Roche and reMYND's DDD enter into a strategic alliance to develop first-in-class disease-modifying treatments for Parkinson's and Alzheimer's disease

07-09-2010
Press release

Roche (SIX: RO, ROG; OTCQX: RHHBY) and reMYND today announced that they have entered into an agreement to develop novel therapeutics that could slow down neurodegeneration in Parkinson’s and Alzheimer’s patients by inhibiting α-synuclein and tau toxicity.

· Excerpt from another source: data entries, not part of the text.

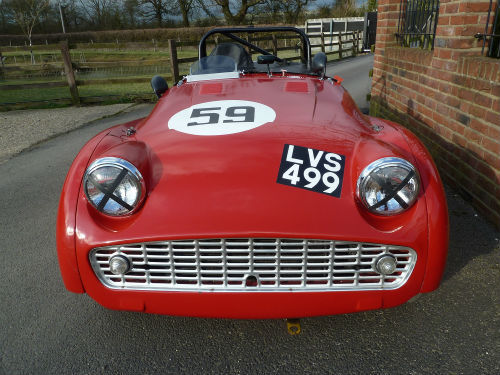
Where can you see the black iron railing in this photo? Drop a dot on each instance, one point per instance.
(417, 23)
(492, 41)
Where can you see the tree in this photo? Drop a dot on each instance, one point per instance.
(102, 13)
(27, 14)
(240, 7)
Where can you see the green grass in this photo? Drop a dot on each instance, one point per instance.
(126, 90)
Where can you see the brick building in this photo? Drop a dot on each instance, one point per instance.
(433, 74)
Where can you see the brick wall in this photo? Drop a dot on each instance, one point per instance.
(449, 97)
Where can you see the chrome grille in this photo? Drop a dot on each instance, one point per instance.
(253, 264)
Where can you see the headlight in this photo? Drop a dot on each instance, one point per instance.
(388, 186)
(114, 186)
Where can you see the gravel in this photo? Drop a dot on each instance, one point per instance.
(20, 130)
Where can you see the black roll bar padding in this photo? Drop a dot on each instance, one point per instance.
(202, 48)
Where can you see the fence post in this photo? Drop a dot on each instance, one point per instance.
(354, 43)
(174, 64)
(340, 45)
(70, 75)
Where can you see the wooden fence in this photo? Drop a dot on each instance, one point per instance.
(341, 44)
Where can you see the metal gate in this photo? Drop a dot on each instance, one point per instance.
(370, 30)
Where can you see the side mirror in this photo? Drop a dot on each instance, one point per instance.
(266, 59)
(159, 85)
(319, 64)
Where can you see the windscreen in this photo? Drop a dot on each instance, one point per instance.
(213, 64)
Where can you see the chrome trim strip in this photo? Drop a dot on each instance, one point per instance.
(280, 265)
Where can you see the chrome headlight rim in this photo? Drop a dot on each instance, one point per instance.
(123, 165)
(385, 163)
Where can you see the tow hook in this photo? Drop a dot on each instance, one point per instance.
(293, 326)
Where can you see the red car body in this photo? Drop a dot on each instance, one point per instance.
(225, 186)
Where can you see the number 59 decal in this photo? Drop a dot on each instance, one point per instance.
(311, 169)
(221, 117)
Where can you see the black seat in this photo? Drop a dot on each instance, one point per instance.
(235, 51)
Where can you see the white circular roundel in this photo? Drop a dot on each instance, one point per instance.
(221, 117)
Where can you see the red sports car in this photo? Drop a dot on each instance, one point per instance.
(254, 189)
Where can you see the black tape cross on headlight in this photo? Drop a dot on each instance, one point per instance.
(392, 192)
(109, 193)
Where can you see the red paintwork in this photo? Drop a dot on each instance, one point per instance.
(225, 186)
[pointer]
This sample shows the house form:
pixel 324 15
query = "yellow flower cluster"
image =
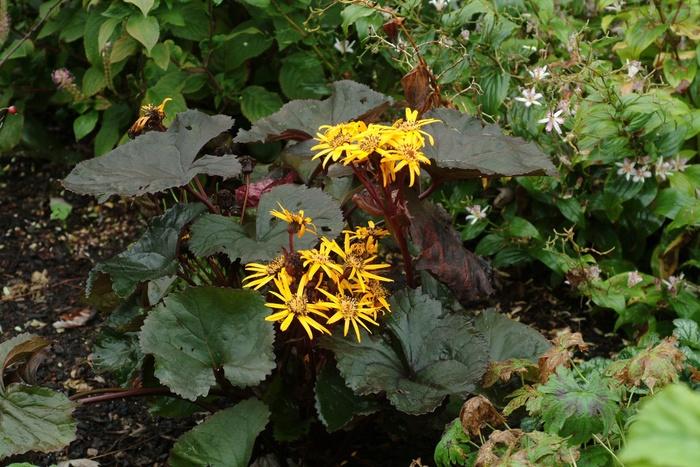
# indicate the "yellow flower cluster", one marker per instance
pixel 327 284
pixel 393 147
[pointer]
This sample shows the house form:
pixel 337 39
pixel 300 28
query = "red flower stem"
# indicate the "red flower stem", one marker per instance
pixel 126 393
pixel 390 209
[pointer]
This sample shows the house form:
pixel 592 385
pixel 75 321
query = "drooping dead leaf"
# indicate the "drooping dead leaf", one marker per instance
pixel 444 256
pixel 654 366
pixel 74 318
pixel 22 360
pixel 560 353
pixel 504 370
pixel 477 413
pixel 420 89
pixel 486 456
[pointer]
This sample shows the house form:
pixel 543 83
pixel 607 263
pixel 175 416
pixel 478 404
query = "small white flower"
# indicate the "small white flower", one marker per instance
pixel 476 213
pixel 626 168
pixel 641 174
pixel 634 278
pixel 663 169
pixel 439 4
pixel 615 6
pixel 539 73
pixel 633 67
pixel 553 120
pixel 344 47
pixel 530 97
pixel 673 283
pixel 680 164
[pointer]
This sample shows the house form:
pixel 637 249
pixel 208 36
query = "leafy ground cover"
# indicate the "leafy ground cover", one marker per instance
pixel 360 263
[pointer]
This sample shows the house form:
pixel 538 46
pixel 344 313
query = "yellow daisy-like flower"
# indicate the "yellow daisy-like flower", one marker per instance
pixel 351 310
pixel 263 273
pixel 361 268
pixel 295 305
pixel 335 140
pixel 413 126
pixel 407 153
pixel 319 259
pixel 373 139
pixel 297 219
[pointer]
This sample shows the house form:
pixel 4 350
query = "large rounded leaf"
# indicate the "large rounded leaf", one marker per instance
pixel 200 330
pixel 301 118
pixel 156 161
pixel 509 339
pixel 31 418
pixel 427 355
pixel 34 419
pixel 218 234
pixel 225 439
pixel 467 148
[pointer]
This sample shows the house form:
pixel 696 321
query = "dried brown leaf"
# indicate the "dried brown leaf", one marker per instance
pixel 444 256
pixel 560 353
pixel 654 366
pixel 418 88
pixel 486 457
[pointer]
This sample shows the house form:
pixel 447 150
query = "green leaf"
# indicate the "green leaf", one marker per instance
pixel 302 77
pixel 466 148
pixel 230 51
pixel 336 404
pixel 225 439
pixel 580 409
pixel 666 430
pixel 144 5
pixel 115 117
pixel 454 447
pixel 153 256
pixel 349 101
pixel 219 234
pixel 31 418
pixel 34 419
pixel 257 102
pixel 84 124
pixel 60 209
pixel 11 131
pixel 352 13
pixel 426 355
pixel 105 33
pixel 494 84
pixel 156 161
pixel 93 81
pixel 201 329
pixel 506 338
pixel 144 29
pixel 117 354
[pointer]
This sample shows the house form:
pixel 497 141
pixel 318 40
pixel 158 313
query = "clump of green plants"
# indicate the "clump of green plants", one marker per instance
pixel 610 90
pixel 96 63
pixel 351 285
pixel 600 411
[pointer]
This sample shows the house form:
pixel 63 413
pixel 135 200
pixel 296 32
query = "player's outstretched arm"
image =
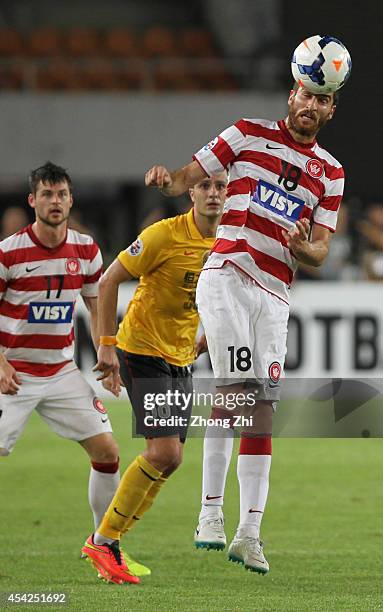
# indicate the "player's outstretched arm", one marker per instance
pixel 107 361
pixel 9 380
pixel 175 182
pixel 312 251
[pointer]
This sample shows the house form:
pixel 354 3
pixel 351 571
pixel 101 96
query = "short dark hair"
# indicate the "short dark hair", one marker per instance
pixel 48 173
pixel 336 94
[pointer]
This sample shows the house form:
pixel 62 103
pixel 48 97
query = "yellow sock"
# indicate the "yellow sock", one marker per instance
pixel 147 502
pixel 138 478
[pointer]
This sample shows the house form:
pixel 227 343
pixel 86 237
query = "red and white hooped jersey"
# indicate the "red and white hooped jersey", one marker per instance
pixel 38 291
pixel 273 182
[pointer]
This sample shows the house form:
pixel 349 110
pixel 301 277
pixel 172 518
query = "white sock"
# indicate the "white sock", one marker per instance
pixel 253 476
pixel 101 490
pixel 217 450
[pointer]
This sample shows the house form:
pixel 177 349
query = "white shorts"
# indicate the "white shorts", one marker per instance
pixel 65 401
pixel 245 327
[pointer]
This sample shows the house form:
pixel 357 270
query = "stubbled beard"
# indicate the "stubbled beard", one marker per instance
pixel 305 131
pixel 52 223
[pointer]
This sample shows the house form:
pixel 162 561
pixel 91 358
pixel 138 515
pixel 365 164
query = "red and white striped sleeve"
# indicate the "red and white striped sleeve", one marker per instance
pixel 3 274
pixel 326 212
pixel 94 271
pixel 222 151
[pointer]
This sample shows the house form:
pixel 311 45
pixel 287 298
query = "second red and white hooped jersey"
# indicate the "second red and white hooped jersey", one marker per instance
pixel 38 291
pixel 273 182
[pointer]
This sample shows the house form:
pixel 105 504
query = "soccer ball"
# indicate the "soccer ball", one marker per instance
pixel 322 64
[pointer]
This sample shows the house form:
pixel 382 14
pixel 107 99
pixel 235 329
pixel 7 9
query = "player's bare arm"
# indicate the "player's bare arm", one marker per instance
pixel 91 305
pixel 312 251
pixel 107 361
pixel 9 380
pixel 175 182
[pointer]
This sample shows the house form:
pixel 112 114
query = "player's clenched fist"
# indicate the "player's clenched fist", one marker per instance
pixel 298 236
pixel 158 176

rocheThe collaboration will focus on two of reMYND’s pre-clinical small molecule programmes targeting α-synuclein and tau related pathologies in appropriate model systems as well as potential back-up classes. Roche and reMYND will form joint teams to progress the programmes towards clinical studies. Roche will provide input into chemistry, lead-optimisation and pre-clinical development, while reMYND will continue to conduct non-clinical pharmacology studies and further elucidate the underlying molecular mechanisms. Roche will be responsible for all clinical development and worldwide commercialisation.

reMYND’s compounds are unique because they inhibit α-synuclein neurotoxicity in Parkinson's disease and tau neurotoxicity in Alzheimer's disease. As such they are considered disease modifying, whilst most currently available treatments only treat the symptoms of the disease.

Commenting on the agreement, Dr Luca Santarelli, Head of Roche CNS said: “The addition of these programmes strengthens and complements our existing research. We are excited to have licensed these novel compounds for our CNS pipeline because we believe that they offer a unique approach to combat Parkinson’s and Alzheimer’s disease. We are committed to bringing new drugs to the patients that suffer from these devastating neurodegenerative diseases.”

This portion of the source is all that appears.